When a pup is first born, its life is all about warm and furry mom. But puppies grow up fast. By the time your puppy’s three months old, think teenager, versus toddler. Welcome to the juvenile phase, when their instincts are focused on the big wide world — seeing the sights and smelling the smells!

As your pup’s ability to interact with the world increases, curiosity does, too. This is the time to lay down some limits, an important part of obedience training. Don't be too surprised if your pup struggles with commands during this phase. “Sit” and “stay” are easier to follow when you, the human parent, are the only show in town. When you’re out on the town--competing with the whiff of a passing hot dog vendor or the bark of a friend in a nearby dog run--expect to be upstaged. This is when consistency from you, the pet parent, really counts. As your doggy becomes more familiar with a world full of fun he'll figure out how to balance newfound independence with good listening skills.

Playing nice

Between four and ten months old, a male puppy's testosterone levels can be as much as five times that of an adult dog. This flood of hormones is an important step in growing up, but expect boundaries to be pushed and limits to be tested. This is a great age to begin positive behavior training.

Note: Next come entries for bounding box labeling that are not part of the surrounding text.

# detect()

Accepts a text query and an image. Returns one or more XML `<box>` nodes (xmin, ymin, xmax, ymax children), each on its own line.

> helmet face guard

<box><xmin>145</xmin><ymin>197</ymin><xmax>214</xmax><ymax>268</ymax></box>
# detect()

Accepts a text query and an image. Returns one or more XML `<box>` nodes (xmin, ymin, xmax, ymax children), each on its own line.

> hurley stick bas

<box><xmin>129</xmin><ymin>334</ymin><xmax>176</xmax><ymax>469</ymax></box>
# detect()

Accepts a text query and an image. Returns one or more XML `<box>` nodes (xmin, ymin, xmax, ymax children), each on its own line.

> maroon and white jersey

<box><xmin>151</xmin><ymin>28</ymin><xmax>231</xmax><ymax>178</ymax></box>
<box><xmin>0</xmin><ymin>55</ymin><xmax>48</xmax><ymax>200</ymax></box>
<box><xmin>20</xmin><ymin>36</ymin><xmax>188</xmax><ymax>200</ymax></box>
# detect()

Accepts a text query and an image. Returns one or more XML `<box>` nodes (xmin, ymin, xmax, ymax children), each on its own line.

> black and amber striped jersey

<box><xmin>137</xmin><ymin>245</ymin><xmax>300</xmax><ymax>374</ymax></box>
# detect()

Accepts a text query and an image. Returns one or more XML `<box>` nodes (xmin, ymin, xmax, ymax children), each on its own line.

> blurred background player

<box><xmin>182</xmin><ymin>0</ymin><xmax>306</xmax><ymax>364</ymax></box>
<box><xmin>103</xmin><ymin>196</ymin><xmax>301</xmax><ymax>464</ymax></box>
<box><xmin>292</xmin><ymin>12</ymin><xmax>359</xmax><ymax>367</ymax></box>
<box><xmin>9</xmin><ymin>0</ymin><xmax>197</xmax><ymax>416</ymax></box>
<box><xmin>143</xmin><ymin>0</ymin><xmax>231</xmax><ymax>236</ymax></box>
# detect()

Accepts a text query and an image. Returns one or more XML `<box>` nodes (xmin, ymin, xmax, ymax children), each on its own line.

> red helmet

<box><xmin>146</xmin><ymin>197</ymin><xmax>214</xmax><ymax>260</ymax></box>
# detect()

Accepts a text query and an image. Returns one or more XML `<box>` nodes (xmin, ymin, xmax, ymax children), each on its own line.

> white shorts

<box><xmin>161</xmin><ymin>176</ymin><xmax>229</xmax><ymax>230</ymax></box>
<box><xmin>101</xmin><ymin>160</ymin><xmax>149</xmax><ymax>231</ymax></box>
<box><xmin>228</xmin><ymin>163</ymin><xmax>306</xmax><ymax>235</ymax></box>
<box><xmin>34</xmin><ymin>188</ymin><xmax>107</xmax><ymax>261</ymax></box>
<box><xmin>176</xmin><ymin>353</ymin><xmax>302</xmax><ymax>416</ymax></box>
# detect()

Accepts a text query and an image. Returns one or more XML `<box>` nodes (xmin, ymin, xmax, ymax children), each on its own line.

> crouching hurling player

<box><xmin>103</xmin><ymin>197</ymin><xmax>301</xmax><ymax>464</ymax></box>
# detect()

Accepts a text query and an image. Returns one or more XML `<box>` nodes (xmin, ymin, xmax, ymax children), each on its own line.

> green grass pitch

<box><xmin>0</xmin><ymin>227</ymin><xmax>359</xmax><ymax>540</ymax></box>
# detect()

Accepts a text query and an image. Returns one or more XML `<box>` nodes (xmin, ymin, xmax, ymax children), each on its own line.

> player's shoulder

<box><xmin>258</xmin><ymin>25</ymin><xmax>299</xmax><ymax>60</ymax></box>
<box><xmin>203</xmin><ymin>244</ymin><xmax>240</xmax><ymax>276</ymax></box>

Another effect of all those hormones on your growing pooch can be a phase of fearfulness. This is more common in larger breeds and tends to correspond with growth spurts. You may find your normally heroic sidekick a little on the anxious side or more protective around food, favorite toys, or territory. This is normal and may last up to a month.

During the juvenile period, your pup soaks up information. The more you play, the more your pup learns. During this educational phase, stay away from games that encourage any aggressive actions. If you play at wrestling or tug of war, your dog may get the idea that snapping, jumping on guests or other naughty behavior are all in good fun. He doesn’t know better. You do. So, just play nice.